Stallworth's first proper assignment at the police station is to go undercover at a speaking engagement for activist Kwame Ture (Corey Hawkins), who speaks passionately about systematic politic oppression, and the Tarzan movies that made him internalise racism. Wearing a wire to snoop on the students, he meets beautiful afroed activist, Patrice (Laura Harrier), and is moved to do something to help the movement.

Throughout the film, Spike presents comparisons to the racism of the '70s and contemporary society, interspersing footage of films such as D.W. Griffith's racist movie The Birth of a Nation with present-day events.

The bumbling Klan members are shown harmlessly meeting at house parties, and on "good old boy" hunting trips, which is contrasted with scenes of an elderly man named Jerome Turner (Harry Belafonte) recalling the real-life horrors carried out by the Klan in the wake of Griffith's movie, as Stallworth battles to thwart a planned white supremacist attack on the activists.

Spike again fuses drama with reality - a technique he drew on for biopic Malcolm X that opened with real clips of Rodney King's beating.
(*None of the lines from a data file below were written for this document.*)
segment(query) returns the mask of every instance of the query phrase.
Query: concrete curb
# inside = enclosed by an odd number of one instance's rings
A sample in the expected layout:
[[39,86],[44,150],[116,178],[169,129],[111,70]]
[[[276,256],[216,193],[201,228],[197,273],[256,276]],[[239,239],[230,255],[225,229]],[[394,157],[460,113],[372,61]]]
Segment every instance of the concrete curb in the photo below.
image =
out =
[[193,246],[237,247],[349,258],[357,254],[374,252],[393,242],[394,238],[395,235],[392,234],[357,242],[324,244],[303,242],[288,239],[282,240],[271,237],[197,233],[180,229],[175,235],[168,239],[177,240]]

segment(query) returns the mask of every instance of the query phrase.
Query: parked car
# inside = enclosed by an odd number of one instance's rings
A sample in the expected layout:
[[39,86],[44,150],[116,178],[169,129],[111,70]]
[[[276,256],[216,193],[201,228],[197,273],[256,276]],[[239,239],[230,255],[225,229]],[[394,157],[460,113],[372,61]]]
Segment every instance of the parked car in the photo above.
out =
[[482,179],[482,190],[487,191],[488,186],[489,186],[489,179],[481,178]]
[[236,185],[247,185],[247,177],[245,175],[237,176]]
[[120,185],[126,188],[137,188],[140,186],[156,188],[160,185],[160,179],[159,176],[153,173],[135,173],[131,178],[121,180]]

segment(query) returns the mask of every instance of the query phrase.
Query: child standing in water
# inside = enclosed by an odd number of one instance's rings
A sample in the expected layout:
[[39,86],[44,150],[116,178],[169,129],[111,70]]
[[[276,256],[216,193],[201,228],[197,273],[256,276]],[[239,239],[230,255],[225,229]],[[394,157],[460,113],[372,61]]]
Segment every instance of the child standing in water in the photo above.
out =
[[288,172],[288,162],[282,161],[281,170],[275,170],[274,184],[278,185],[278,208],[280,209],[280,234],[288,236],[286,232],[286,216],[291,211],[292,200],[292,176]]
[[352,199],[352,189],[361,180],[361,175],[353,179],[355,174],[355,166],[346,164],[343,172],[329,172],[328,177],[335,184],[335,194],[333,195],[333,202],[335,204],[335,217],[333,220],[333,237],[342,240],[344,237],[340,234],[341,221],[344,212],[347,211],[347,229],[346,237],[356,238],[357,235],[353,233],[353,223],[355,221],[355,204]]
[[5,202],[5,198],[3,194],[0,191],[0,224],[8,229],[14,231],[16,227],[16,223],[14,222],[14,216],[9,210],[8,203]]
While BlacKkKlansman opens with a scene from the movie Gone with the Wind and closes with footage from the 2017 Charlottesville protest that serves as a reminder that his film, despite the vibrancy of its '70s styling, is really not too far removed from reality.

Despite its weighty subject matter, BlacKkKlansman is peppered with humour, and carried by a perfectly strong ensemble of actors, with standout performances by Washington, Driver and Harrier.

However, behind the laughs, by using present-day footage Spike makes sure the message is clear, that to this day, white supremacist groups still exist, thrive and find new and prominent followers and leaders.

BlacKkKlansman shows Spike remains one of cinema's best auteurs and an expert at combining art with social commentary.